NASA Plans to First Land Astronauts on Phobos before Mars to Save Money

| May 10, 2015 05:21 AM EDT

Mars and Phobos

It now turns out the path to humanity's first landing on Mars will have to go through Phobos first.

In a bid to save scarce money and resources, NASA announced what it termed an incremental, multiple-mission approach that will see astronauts first land on the Martian moon Phobos by 2033 before landing on Mars itself by 2039.

This new but controversial approach could make the first manned Mars mission technologically and economically feasible, said Firouz Naderi, head of the Solar System Exploration Directorate at NASA's Jet Propulsion Laboratory in Pasadena, California.

This roundabout approach to a Mars landing and other data about the manned Mars mission were broached during the "Humans to Mars Summit" from May 5 to 7.

Naderi said NASA can't count on what he called another "John F. Kennedy moment", referring to the stirring call in 1961 by the late president John F. Kennedy to land Americans on the Moon by the end of the decade of the 1960s, said Space.com.

But the reason for this detour to Mars is basically financial: NASA's share of the federal budget is now less than 0.5 percent, and isn't expected to increase dramatically any time soon.

Here's how NASA envisions its detour mission to work.

First, several space tugs packed with supplies that future crews will use for the Phobos and Mars' landings will be placed in Mars' orbit. Only after the tugs are in Martian orbit will the mission to Phobos take place.  

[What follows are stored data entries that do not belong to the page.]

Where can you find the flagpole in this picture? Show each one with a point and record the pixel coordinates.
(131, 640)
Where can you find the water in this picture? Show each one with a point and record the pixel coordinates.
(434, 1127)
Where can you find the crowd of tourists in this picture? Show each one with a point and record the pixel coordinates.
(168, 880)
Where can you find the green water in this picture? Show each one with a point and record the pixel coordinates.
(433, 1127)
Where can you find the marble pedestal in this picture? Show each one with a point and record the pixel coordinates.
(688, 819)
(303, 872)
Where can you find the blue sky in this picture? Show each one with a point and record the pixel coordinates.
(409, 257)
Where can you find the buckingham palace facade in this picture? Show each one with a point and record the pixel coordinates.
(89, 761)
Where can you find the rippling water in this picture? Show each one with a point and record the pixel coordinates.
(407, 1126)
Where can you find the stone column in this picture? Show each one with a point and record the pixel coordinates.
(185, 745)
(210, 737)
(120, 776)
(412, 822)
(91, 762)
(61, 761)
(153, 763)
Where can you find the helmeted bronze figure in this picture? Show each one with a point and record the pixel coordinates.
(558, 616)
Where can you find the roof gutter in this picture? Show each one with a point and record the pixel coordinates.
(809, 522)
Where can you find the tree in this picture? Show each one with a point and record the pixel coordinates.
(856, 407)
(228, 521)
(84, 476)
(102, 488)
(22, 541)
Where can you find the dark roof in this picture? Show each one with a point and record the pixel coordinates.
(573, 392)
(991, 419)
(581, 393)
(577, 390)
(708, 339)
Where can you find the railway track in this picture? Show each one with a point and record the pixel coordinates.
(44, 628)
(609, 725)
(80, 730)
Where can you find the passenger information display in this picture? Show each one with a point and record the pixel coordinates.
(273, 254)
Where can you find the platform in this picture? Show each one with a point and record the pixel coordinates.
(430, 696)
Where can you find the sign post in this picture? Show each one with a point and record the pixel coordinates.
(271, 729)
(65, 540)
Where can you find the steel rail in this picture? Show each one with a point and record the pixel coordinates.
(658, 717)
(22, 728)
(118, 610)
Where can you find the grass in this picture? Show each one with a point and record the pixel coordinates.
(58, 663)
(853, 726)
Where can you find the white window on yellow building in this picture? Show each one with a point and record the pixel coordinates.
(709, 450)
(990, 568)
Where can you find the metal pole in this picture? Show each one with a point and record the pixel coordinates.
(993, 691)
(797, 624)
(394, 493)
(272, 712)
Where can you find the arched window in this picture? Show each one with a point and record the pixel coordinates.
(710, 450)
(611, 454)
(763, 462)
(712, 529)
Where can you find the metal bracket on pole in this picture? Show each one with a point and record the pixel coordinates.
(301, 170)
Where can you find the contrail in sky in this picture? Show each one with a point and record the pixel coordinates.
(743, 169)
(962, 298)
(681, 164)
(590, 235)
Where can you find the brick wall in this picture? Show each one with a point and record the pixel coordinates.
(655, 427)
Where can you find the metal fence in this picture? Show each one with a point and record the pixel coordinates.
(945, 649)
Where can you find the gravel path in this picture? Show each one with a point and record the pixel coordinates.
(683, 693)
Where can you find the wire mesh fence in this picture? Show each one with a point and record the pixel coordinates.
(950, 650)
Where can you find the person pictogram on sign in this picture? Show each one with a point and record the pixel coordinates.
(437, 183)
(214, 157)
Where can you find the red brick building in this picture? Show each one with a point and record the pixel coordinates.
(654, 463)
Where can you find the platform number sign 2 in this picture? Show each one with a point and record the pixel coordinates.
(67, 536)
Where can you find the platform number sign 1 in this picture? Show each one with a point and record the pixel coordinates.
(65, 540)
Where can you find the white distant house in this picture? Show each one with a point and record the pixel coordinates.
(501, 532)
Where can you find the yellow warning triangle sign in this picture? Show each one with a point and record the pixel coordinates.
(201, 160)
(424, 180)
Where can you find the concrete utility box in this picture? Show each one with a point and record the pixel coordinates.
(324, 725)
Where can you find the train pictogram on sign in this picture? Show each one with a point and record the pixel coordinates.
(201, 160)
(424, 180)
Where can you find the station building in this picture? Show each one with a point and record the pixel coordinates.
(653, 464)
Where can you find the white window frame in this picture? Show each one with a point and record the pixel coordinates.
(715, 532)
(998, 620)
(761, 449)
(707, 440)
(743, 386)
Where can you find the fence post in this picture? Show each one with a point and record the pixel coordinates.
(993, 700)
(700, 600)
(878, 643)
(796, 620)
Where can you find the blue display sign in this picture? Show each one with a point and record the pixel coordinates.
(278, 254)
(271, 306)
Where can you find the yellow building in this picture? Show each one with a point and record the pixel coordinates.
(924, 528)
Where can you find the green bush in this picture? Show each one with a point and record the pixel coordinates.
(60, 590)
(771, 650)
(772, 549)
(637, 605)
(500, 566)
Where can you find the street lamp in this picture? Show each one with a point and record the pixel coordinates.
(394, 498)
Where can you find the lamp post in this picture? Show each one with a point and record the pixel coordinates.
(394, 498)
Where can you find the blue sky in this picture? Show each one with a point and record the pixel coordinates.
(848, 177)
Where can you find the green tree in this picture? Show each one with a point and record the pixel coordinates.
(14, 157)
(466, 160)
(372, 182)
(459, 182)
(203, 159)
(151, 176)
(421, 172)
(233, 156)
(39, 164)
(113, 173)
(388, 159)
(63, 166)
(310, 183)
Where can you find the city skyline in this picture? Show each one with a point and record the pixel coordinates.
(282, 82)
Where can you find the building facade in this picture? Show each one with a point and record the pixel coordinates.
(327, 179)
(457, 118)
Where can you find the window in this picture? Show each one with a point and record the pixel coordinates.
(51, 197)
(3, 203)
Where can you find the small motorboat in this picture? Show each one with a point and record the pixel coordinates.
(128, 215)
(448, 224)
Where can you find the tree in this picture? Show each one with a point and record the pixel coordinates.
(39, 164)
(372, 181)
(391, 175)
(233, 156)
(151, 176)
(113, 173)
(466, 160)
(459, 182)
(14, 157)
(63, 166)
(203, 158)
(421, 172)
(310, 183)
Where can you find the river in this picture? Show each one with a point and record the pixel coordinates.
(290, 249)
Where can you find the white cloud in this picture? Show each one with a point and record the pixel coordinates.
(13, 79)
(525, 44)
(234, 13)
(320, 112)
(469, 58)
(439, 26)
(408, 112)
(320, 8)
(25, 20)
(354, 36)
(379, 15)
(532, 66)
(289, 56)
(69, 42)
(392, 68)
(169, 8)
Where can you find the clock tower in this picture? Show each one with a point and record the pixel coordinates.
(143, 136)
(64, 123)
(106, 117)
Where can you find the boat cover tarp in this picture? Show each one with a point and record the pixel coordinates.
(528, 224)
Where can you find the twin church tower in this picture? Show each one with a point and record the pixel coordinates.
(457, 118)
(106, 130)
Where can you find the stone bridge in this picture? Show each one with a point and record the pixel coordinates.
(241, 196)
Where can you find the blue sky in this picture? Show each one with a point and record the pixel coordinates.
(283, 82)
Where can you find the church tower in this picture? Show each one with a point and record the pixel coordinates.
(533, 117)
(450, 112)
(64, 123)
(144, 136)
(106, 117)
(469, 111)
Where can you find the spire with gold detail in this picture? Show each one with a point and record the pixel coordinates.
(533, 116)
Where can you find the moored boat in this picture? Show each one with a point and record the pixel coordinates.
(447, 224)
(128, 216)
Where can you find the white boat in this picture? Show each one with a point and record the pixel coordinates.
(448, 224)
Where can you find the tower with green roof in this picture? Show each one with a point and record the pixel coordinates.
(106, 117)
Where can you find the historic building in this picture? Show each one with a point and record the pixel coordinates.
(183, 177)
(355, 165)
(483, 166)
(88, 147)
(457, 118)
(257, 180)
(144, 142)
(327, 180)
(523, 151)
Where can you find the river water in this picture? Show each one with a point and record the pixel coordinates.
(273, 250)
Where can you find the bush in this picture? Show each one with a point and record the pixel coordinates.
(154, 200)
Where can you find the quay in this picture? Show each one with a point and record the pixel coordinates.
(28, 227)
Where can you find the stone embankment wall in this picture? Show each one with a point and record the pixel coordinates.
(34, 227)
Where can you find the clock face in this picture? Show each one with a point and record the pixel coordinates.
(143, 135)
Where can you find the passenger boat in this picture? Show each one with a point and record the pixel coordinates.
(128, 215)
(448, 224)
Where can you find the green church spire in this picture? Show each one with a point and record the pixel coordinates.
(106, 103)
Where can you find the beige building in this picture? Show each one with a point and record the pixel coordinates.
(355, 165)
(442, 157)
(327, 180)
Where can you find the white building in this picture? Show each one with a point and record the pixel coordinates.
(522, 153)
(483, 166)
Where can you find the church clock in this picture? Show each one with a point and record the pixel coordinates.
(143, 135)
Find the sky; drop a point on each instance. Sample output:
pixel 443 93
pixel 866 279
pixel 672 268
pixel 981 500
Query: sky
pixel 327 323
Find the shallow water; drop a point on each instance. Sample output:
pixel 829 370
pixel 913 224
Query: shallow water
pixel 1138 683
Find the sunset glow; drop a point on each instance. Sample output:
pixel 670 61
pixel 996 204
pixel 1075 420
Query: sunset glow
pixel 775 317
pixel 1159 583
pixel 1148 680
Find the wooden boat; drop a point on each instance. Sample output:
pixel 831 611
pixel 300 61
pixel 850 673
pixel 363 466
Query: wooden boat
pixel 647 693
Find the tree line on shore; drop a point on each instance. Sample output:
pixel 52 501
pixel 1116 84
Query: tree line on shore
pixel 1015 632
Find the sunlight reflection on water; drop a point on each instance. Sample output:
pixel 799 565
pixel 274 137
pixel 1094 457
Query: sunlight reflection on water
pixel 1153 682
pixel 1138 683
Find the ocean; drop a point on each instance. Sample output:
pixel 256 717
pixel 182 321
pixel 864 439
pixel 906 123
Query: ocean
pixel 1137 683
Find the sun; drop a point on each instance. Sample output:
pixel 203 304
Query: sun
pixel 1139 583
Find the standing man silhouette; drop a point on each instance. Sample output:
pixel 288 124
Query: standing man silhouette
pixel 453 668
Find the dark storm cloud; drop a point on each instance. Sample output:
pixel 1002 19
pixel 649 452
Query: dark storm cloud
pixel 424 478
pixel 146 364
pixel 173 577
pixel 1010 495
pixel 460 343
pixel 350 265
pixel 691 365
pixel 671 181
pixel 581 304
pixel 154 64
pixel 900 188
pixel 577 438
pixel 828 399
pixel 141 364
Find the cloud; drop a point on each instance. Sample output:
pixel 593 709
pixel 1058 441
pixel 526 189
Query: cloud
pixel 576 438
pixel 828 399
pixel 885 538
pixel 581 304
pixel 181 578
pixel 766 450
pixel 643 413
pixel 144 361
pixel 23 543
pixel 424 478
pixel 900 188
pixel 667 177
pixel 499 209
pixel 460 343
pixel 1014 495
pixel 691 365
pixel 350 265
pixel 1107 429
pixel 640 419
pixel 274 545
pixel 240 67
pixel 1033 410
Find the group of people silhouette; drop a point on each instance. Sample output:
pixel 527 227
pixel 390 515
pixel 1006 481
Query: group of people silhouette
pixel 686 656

Keeping the cost of manned Mars missions as cheap as possible will make "in-situ resource utilization", or living off the Martian land a necessity, said Oliver de Weck, an aeronautics and astronautics professor at the Massachusetts Institute of Technology.

A study by de Weck and his graduate students suggests using Mars' water, methane and hydrogen might reduce by 48 percent the initial mass sent to low-Earth orbit for a Mars mission.

He also suggested money could be saved by treating Mars exploration as a network of missions with linked objectives, rather than a series of solo missions.

Common elements among various missions will also save on cost, since the same technology can be recycled, noted Brand Griffin, a senior aerospace engineer at NASA's Marshall Space Flight Center.